Workflow

The core of the PASTA framework—underlying AccelProf—is a modular, stage-based workflow designed for scalable and extensible program analysis. It consists of three major components:

Application → [Event Handler] → [Event Processor] → [Tool Collection]

Each component plays a distinct role in the profiling pipeline, enabling clean separation of concerns and easy extensibility.

Components

🔹 Application

The target workload can be:

A deep learning model executed via a framework such as PyTorch
A binary GPU-accelerated application using libraries like cuDNN

This application is the source of events captured during runtime.

🔹 Event Handler

Responsible for intercepting execution events.

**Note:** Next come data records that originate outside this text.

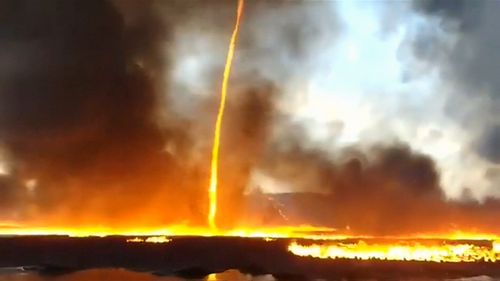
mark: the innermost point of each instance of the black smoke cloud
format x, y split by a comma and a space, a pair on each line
77, 112
383, 190
472, 64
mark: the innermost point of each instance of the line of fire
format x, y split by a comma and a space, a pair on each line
367, 208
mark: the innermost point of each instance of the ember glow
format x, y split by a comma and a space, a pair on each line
212, 191
446, 251
152, 239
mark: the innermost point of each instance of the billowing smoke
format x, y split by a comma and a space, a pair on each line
107, 111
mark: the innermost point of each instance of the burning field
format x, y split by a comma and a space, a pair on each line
301, 139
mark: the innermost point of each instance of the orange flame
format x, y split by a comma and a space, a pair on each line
212, 191
446, 251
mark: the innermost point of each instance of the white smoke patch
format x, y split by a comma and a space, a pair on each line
347, 75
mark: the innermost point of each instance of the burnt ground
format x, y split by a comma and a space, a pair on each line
195, 257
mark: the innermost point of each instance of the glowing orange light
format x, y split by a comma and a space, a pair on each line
212, 191
409, 251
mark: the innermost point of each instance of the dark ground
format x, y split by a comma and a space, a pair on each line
195, 257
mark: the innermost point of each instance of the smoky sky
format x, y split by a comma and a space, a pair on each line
107, 110
472, 64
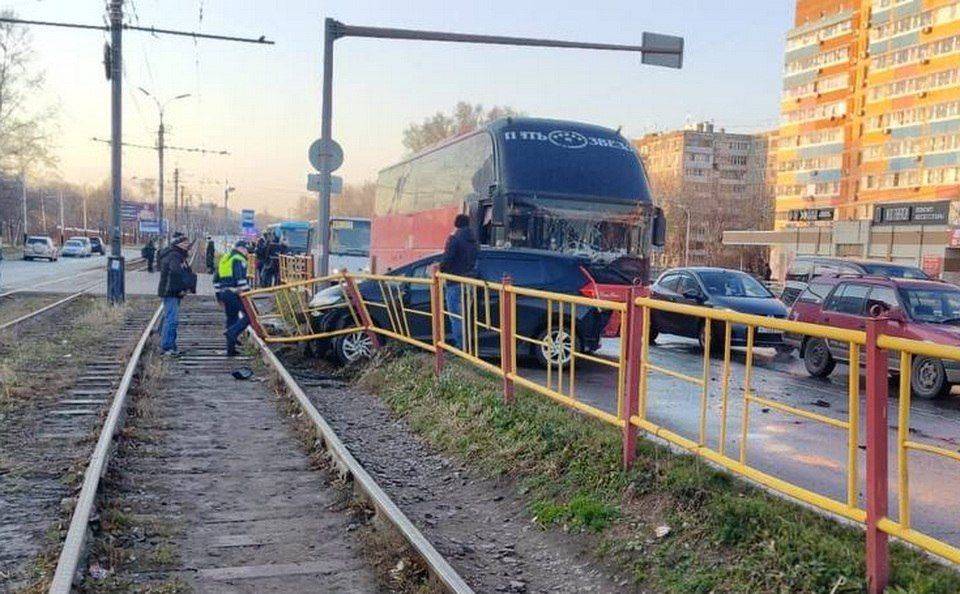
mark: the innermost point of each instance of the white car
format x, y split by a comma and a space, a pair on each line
77, 247
40, 247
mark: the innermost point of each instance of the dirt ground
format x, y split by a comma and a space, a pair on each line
480, 525
57, 374
19, 304
211, 492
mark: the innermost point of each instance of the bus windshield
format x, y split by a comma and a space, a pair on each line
349, 237
540, 158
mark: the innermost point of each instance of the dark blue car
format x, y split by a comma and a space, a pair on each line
534, 269
718, 288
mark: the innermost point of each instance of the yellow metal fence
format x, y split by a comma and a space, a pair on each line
485, 317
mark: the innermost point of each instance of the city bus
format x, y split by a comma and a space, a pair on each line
349, 241
525, 182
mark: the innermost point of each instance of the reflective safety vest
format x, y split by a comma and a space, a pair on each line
225, 269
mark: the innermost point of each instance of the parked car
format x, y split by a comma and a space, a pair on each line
536, 269
75, 248
718, 288
40, 247
923, 310
806, 268
96, 245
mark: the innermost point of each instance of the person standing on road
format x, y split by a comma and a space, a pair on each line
175, 282
229, 281
459, 258
148, 252
210, 255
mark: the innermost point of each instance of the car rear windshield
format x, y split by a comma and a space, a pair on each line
728, 283
815, 292
894, 271
932, 305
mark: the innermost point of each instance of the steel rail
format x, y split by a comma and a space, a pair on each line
437, 564
73, 546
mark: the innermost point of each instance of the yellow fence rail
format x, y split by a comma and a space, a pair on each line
294, 268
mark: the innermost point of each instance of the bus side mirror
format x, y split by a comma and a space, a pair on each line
498, 214
659, 227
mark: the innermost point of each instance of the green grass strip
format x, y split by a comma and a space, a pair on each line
725, 535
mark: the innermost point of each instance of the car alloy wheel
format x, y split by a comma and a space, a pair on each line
817, 358
928, 379
556, 348
356, 346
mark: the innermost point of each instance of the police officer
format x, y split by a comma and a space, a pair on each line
229, 281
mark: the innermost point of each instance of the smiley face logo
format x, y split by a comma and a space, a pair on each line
567, 139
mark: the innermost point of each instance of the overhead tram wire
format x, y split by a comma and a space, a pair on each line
154, 30
166, 147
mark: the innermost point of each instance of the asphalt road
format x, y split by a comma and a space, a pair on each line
804, 452
64, 275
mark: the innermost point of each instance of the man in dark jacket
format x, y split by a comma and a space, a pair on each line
210, 259
175, 276
459, 258
229, 281
148, 252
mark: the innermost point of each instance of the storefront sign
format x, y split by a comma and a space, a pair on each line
924, 213
955, 237
932, 265
811, 214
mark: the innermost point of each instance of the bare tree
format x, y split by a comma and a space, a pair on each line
26, 130
440, 126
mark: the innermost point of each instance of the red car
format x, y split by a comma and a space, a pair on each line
920, 309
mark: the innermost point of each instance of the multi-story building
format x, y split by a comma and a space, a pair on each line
868, 162
707, 180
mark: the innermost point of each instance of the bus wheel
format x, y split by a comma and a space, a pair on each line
349, 348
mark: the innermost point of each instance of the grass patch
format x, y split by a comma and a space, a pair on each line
723, 534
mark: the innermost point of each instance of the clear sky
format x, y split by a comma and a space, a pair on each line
262, 103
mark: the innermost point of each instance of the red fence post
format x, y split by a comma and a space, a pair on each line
631, 396
357, 300
878, 561
507, 326
436, 312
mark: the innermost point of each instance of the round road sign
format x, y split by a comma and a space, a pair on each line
330, 149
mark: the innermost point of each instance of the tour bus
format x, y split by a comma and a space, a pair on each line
349, 241
296, 234
525, 182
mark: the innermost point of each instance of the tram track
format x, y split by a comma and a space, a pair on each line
216, 491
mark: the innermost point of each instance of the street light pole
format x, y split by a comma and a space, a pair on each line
115, 273
160, 148
656, 50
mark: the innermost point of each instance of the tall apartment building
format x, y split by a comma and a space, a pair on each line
713, 179
868, 162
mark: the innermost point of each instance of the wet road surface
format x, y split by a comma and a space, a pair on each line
805, 452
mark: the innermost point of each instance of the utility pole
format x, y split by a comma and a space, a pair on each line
176, 196
226, 213
23, 200
115, 264
61, 217
43, 213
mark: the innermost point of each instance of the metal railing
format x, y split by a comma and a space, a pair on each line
488, 336
294, 268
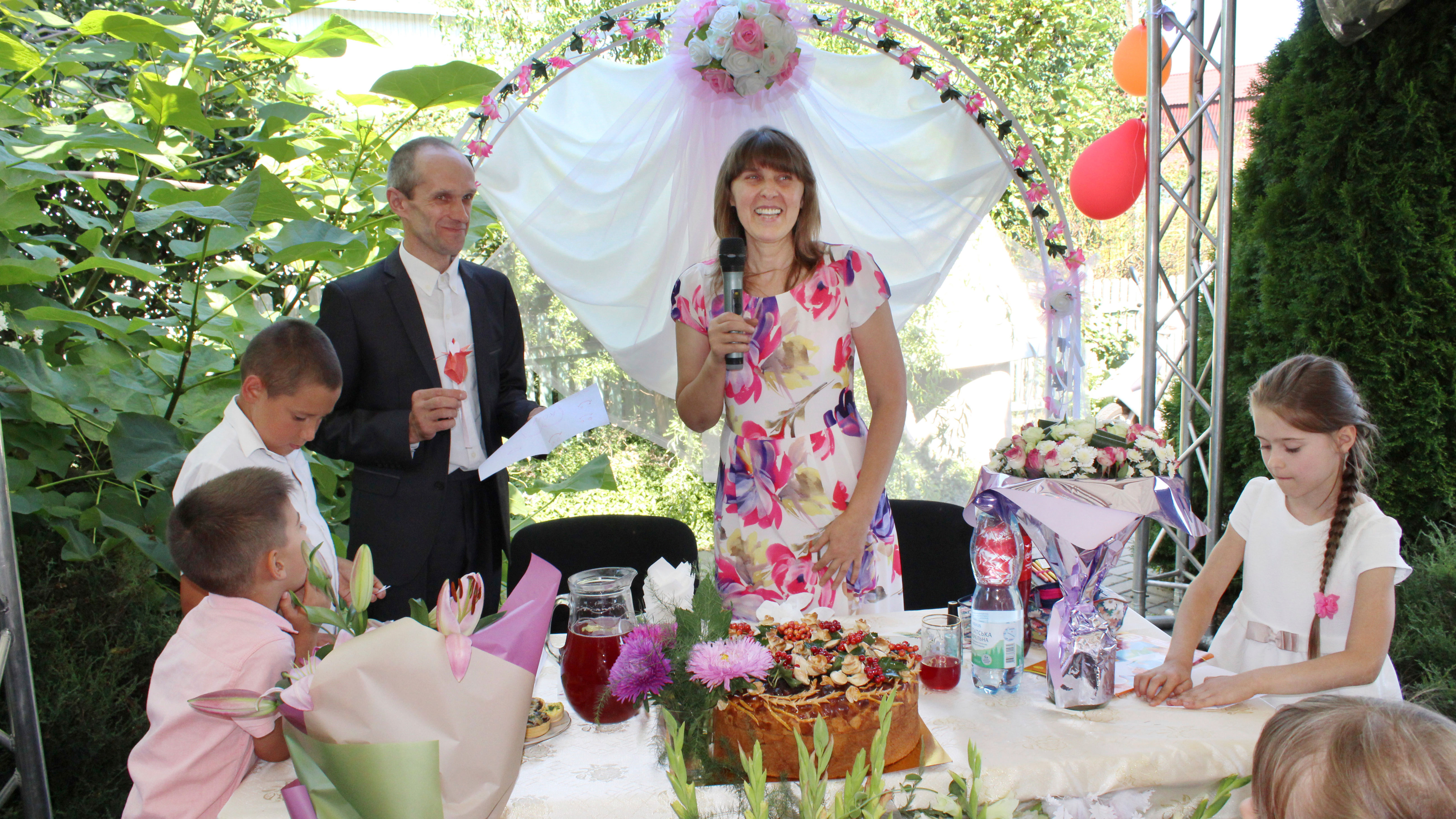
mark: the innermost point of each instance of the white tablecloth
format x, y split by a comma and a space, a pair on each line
1029, 748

It integrates:

Low-level profiling APIs
e.g., NVIDIA Compute Sanitizer, AMD ROCm ROCProfiler
High-level callbacks
e.g., from DL frameworks like PyTorch

This component abstracts vendor-specific and API-level complexity through a unified internal interface, offering consistent behavior across platforms.

🔹 Event Processor

The pre-processing stage that prepares collected data for analysis:

Can be executed on CPU or GPU
Transforms raw events into enriched, normalized structures
Performs filtering, bucketing, or timing-based correlation

The processor routes processed data to registered tools for final analysis.

🔹 Tool Collection

This is the analysis backend of PASTA:

Hosts user-defined profiling tools
Operates on preprocessed events
Generates profiling results such as:
- Kernel launch frequency
- Memory access hotness maps
- Tensor allocation patterns
- Operator-level performance summaries

Each tool is modular, and developers can add new tools by inheriting from a simple interface and registering their implementation.

This architecture enables flexibility, cross-vendor support, and fine-grained customization—making PASTA a powerful backend for performance engineering on modern heterogeneous systems.